Examining The Ripple Effect of behavior contagion
The Ripple Effect refers to the phenomenon where organizational behaviors, actions, or events do not exist in isolation within a workplace culture. Instead, they have a cascading and interconnected impact that extends beyond their initial occurrence, influencing not only immediate colleagues but also individuals further removed within the professional network. It emphasizes the idea that behavioral actions are not isolated events but rather have the potential to influence a wide range of outcomes.
This effect extends three steps away in the network from our closest colleagues and holds true for the majority of the behaviors evaluated. For instance, the “manages relationships” cultural attribute was 37% more likely at Step 1 for our closest colleagues, 12% more likely at Step 2 for colleagues two degrees away, and 6% more likely at step 3 for colleagues three degrees away. Similarly, “takes accountability” exhibited a 20% increase at step 1, a 12% increase at Step 2, and a 6% increase at Step 3.
Cultivating culture at scale
Individual employees’ impact on shaping organizational culture at a larger scale is often underestimated. While their direct actions may influence only a handful of colleagues, their influence extends significantly when considering second and third-degree connections, leading to a widespread shift in behavior. For instance, “strong judgment” propagates swiftly throughout the network, demonstrating its contagious nature up to three degrees, as illustrated in Figure 1.
Furthermore, the strength of employee connections plays a crucial role. Mutually valued connections characterized by ongoing interactions, or strong ties, exhibit the most effective transfer of behaviors. These strong ties foster higher levels of trust, leading to more open communication, constructive feedback, and deep learning. Consequently, each of the cultural attributes exhibits greater transmission among employees with strong ties compared to those with weaker ties.
Implications for organizations
For leaders and decision-makers, these insights into behavior contagion have profound implications. They emphasize the importance of fostering a culture aligned with the organization’s values and goals.

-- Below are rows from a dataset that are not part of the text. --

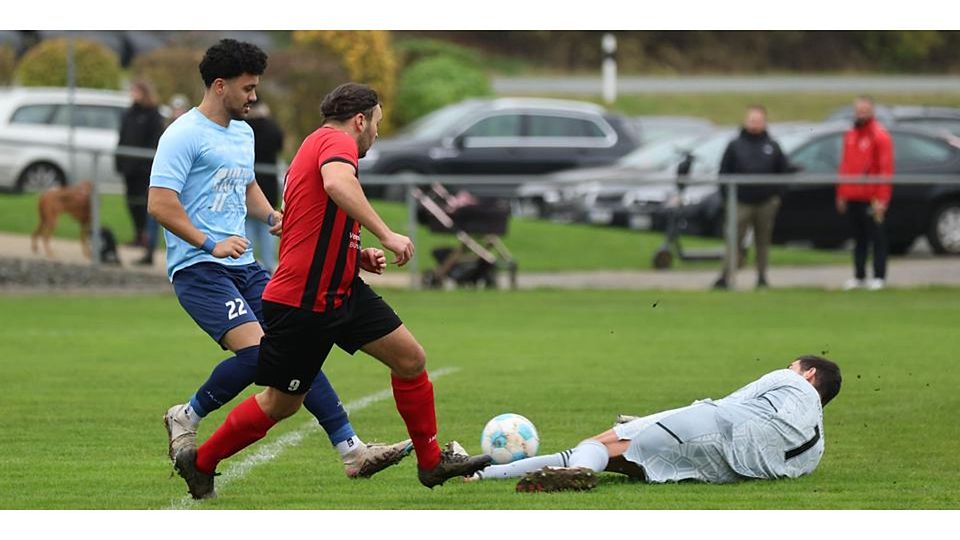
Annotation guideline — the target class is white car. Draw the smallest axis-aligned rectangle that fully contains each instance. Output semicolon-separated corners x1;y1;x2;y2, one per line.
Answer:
0;87;131;191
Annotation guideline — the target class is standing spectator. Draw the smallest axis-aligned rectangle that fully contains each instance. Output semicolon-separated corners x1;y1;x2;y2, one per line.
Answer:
713;105;790;289
114;80;163;247
247;101;283;274
837;96;893;290
136;94;190;266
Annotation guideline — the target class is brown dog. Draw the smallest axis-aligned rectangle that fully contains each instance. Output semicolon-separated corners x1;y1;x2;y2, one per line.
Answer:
30;181;93;259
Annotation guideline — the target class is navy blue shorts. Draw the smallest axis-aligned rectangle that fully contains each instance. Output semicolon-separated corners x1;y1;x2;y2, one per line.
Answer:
173;262;270;349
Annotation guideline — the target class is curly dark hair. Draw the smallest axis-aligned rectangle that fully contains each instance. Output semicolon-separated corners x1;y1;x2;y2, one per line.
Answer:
200;39;267;88
797;354;843;407
320;83;380;122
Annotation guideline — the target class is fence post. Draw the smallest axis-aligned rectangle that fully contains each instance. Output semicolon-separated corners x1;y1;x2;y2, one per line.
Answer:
404;178;420;290
90;151;103;267
724;178;740;290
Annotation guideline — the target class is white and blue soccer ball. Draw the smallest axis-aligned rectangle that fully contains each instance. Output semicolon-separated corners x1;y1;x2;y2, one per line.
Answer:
480;413;540;465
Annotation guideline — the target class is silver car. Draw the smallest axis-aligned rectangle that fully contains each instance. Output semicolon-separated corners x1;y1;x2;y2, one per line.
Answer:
0;88;131;191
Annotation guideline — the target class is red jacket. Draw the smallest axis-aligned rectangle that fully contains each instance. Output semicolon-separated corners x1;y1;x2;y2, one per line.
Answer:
837;119;893;205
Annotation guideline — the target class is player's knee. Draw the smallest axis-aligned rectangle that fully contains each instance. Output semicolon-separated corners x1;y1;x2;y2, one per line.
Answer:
394;343;427;379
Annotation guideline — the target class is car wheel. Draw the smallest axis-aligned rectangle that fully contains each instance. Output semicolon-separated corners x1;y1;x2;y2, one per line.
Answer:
927;201;960;255
17;161;67;192
382;168;423;201
889;238;914;255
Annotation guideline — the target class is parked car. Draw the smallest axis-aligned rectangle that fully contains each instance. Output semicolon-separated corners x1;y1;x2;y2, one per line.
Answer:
684;124;960;254
633;115;715;146
0;88;130;191
360;98;639;198
827;105;960;137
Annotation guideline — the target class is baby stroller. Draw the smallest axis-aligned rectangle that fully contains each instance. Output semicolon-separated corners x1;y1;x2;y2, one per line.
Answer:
413;184;517;289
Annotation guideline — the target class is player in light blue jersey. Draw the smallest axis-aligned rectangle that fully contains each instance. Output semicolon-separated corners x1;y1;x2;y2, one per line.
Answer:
468;356;842;491
148;39;412;492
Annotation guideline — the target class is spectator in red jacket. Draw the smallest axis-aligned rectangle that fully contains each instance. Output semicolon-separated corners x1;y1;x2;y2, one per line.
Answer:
837;96;893;290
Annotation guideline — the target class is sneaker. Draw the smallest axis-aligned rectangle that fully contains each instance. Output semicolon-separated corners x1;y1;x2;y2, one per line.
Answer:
843;278;867;291
163;403;197;461
173;448;217;500
417;441;493;489
517;467;598;493
343;439;413;478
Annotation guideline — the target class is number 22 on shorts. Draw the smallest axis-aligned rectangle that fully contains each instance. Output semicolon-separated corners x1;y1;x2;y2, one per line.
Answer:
223;298;247;321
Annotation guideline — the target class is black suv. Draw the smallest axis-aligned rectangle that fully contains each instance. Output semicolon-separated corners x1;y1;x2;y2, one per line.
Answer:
360;98;640;198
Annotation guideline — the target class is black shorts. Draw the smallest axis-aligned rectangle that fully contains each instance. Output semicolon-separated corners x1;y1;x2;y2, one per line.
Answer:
256;279;403;394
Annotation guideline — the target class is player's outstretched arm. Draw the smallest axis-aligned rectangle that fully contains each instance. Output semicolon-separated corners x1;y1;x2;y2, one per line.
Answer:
320;161;414;266
147;187;248;259
247;181;283;236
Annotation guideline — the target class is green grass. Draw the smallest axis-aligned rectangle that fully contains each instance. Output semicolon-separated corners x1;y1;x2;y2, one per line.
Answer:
0;289;960;509
0;194;849;272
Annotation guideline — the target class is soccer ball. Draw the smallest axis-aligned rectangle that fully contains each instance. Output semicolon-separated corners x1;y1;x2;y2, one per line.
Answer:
480;413;540;465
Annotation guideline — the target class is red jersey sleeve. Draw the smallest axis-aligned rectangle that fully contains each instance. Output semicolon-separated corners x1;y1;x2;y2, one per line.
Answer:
317;131;359;170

Leaders can utilize behavior contagion as a tool for driving positive change by identifying and nurturing key influencers within the organization.
To do so, organizations can embrace several strategies and practices to harness The Ripple Effect of organizational behaviors and create a positive workplace culture. This includes such things as:
Recognize the power of behavior contagion: Understand that behaviors within an organization are contagious and can influence a wide range of outcomes. Acknowledge that individuals’ actions have a Ripple Effect that extends beyond immediate colleagues.

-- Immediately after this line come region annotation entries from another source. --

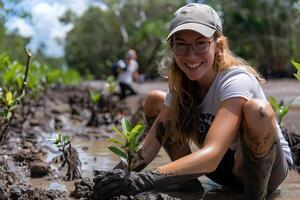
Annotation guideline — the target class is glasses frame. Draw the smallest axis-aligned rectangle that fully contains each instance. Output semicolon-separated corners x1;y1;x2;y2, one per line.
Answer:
170;38;216;56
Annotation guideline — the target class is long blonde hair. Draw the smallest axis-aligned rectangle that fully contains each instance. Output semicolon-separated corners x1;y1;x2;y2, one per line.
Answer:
158;32;264;144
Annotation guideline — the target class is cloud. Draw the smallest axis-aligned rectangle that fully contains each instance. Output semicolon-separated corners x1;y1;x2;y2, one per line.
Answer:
6;0;90;57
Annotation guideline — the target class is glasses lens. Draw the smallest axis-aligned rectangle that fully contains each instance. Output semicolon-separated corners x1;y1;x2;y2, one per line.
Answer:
194;41;209;53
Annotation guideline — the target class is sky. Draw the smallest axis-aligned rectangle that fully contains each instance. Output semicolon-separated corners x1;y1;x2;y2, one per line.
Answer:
3;0;103;57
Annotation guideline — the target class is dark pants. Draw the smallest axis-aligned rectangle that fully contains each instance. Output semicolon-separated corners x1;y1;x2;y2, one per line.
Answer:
206;138;288;194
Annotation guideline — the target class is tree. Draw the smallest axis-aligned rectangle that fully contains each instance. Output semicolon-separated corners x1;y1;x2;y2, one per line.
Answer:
65;0;185;77
209;0;300;77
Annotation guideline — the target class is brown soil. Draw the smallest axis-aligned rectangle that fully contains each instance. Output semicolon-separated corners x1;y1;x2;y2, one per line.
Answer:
0;80;300;200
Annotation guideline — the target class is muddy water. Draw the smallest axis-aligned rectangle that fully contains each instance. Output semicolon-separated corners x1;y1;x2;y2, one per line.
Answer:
29;135;300;200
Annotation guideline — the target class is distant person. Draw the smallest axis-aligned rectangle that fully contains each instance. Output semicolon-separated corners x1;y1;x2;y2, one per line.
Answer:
125;49;141;83
94;3;293;200
115;60;137;100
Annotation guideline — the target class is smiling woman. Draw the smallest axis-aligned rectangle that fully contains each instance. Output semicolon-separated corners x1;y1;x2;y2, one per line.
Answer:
94;3;293;200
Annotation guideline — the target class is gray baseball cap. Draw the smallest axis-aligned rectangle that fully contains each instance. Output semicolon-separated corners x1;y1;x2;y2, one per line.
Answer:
167;3;222;40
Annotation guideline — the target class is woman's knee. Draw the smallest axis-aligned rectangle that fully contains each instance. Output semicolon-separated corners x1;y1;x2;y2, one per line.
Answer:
243;99;276;136
143;90;166;117
243;99;277;157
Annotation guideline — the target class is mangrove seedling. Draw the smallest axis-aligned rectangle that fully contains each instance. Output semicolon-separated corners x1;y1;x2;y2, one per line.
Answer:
53;134;81;181
108;117;145;171
0;48;32;145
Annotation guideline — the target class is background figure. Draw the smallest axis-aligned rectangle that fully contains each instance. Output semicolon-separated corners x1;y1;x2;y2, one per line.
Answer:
115;60;137;100
125;49;141;83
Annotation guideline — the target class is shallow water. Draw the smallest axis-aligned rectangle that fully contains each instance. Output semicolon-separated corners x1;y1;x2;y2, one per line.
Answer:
29;80;300;200
29;139;300;200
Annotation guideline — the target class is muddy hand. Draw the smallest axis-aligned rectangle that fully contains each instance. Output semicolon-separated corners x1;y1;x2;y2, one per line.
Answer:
93;169;204;199
92;169;158;199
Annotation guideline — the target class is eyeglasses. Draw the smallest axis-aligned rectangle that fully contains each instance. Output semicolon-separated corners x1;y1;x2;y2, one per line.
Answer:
171;40;215;55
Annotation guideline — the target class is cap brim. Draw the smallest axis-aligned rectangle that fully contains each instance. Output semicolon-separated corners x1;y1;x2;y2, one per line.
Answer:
167;23;216;40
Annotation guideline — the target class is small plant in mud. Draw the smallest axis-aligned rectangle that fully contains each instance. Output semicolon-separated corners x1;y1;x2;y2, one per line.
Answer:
53;134;81;181
108;118;145;171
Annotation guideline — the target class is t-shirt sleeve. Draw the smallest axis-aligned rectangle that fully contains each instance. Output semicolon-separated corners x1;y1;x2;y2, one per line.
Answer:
219;73;257;102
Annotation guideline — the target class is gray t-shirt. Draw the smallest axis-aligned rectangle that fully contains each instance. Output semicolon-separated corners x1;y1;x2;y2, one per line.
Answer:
165;66;293;164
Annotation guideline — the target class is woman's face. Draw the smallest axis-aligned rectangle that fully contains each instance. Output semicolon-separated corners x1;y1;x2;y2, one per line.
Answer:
172;30;217;81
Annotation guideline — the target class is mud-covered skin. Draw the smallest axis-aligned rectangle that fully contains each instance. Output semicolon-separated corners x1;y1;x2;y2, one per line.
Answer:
155;122;166;145
145;115;157;130
239;130;276;200
244;132;274;157
92;169;202;199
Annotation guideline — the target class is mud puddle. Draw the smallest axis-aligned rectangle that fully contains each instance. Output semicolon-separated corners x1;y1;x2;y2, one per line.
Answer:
29;138;300;200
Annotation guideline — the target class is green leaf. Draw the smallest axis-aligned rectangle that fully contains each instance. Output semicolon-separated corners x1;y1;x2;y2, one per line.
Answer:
6;112;12;120
107;138;123;145
294;73;300;81
121;117;132;135
8;105;20;111
6;91;14;106
108;146;128;160
112;126;128;143
291;60;300;71
62;135;71;142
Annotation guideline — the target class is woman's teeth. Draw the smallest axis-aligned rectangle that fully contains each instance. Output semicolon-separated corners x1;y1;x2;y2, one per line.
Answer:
187;63;201;68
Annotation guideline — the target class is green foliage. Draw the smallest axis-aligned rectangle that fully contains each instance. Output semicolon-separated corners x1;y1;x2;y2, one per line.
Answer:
89;89;102;105
269;96;295;124
207;0;300;77
291;60;300;81
53;133;71;151
108;118;145;171
0;91;18;122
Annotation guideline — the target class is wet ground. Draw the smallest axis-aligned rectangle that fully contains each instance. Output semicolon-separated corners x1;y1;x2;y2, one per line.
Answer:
24;80;300;200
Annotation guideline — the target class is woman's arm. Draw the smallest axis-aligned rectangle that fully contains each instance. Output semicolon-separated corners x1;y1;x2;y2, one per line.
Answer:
158;97;246;175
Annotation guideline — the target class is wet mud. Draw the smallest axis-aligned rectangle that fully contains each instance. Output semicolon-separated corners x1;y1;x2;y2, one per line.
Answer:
0;80;300;200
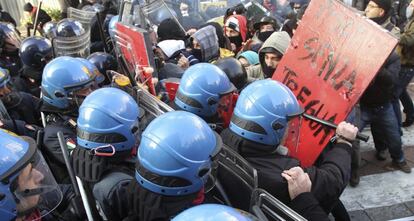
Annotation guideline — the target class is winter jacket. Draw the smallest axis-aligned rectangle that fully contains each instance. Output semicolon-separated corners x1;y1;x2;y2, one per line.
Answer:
220;129;351;212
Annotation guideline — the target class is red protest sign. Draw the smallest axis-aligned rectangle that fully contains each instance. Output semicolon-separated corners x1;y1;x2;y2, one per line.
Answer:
115;22;155;95
273;0;398;166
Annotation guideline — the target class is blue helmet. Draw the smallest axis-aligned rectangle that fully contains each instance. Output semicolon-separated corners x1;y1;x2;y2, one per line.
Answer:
56;18;86;37
108;15;119;38
0;129;62;220
230;79;303;146
19;36;53;69
0;67;10;88
174;63;236;117
172;204;258;221
41;56;95;109
77;88;140;151
76;58;105;84
135;111;222;196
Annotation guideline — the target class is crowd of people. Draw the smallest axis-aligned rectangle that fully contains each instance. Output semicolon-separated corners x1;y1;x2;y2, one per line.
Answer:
0;0;414;221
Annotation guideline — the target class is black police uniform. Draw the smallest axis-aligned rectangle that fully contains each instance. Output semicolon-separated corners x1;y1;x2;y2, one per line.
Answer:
123;181;204;221
41;103;76;182
72;146;135;220
1;90;41;125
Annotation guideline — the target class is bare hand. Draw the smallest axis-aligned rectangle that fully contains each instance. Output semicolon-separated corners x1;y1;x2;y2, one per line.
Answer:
336;121;358;142
282;167;312;200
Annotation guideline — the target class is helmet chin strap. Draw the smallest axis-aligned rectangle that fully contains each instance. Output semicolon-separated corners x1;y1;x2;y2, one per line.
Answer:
16;207;40;220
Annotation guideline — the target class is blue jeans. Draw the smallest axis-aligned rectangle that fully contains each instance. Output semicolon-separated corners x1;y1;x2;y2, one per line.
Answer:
358;102;404;162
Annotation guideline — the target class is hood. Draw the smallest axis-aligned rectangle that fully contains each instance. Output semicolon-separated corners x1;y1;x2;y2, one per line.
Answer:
192;25;219;62
259;31;290;64
224;15;247;42
157;40;185;58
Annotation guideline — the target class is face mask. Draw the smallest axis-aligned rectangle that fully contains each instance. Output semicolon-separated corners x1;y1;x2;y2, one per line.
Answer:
262;64;276;78
405;6;414;19
257;31;274;42
228;35;243;48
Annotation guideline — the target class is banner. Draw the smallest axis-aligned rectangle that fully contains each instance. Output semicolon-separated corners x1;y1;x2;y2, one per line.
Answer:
273;0;398;167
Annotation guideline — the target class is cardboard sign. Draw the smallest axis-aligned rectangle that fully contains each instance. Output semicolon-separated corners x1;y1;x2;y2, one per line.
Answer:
273;0;398;166
115;22;155;95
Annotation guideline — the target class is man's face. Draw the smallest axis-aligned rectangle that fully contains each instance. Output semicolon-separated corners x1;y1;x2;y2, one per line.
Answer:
0;85;11;97
16;163;44;211
239;57;250;68
265;53;282;68
226;27;240;37
365;1;385;18
260;24;275;32
180;2;188;11
193;38;201;49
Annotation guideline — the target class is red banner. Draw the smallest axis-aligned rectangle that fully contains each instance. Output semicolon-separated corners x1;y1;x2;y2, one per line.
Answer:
115;22;155;95
273;0;398;166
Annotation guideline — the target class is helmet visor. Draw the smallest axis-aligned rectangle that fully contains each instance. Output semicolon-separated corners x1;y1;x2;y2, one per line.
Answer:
11;151;62;217
280;114;303;150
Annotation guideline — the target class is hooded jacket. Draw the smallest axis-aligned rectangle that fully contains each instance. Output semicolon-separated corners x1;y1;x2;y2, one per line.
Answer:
247;31;290;82
192;25;219;62
224;15;247;42
224;15;247;53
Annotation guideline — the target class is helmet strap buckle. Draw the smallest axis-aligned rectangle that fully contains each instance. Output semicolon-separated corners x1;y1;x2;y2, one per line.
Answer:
90;144;116;157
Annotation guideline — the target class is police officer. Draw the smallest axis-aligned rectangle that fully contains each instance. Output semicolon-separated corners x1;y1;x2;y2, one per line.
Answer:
125;111;222;221
0;130;62;221
41;56;96;181
172;204;259;221
14;36;53;97
72;88;140;220
174;63;236;131
0;68;40;125
221;79;358;212
53;18;90;57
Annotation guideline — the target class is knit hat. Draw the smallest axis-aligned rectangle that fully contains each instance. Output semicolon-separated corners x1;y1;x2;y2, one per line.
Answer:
157;18;185;41
259;31;290;55
157;40;185;58
224;15;247;42
237;51;260;65
23;2;33;12
371;0;392;14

Leverage positive behaviors: Identify and promote positive behaviors that align with the organization’s values and goals. Encourage employees to exhibit these behaviors, as they can spread throughout the organization and contribute to a healthier culture.
Identify key influencers: Recognize individuals who have a significant influence on their colleagues and professional networks. These key influencers can be instrumental in driving positive changes in behavior. Leaders should work with these influencers to promote desired behaviors.
Nurture strong connections: Foster strong, mutually valued connections among employees. These strong ties facilitate the effective transfer of behaviors, trust-building, open communication, constructive feedback, and deep learning. Encourage collaboration and relationship-building.
Behavior contagion is a powerful force shaping organizational culture. It reveals that behaviors spread not only among immediate colleagues but also among individuals further removed in the professional network. Harnessing this phenomenon strategically can help organizations evolve and strengthen their workplace cultures. As we delve deeper into the complexities of behavior contagion, we gain a greater understanding of how to cultivate thriving and enduring organizational cultures.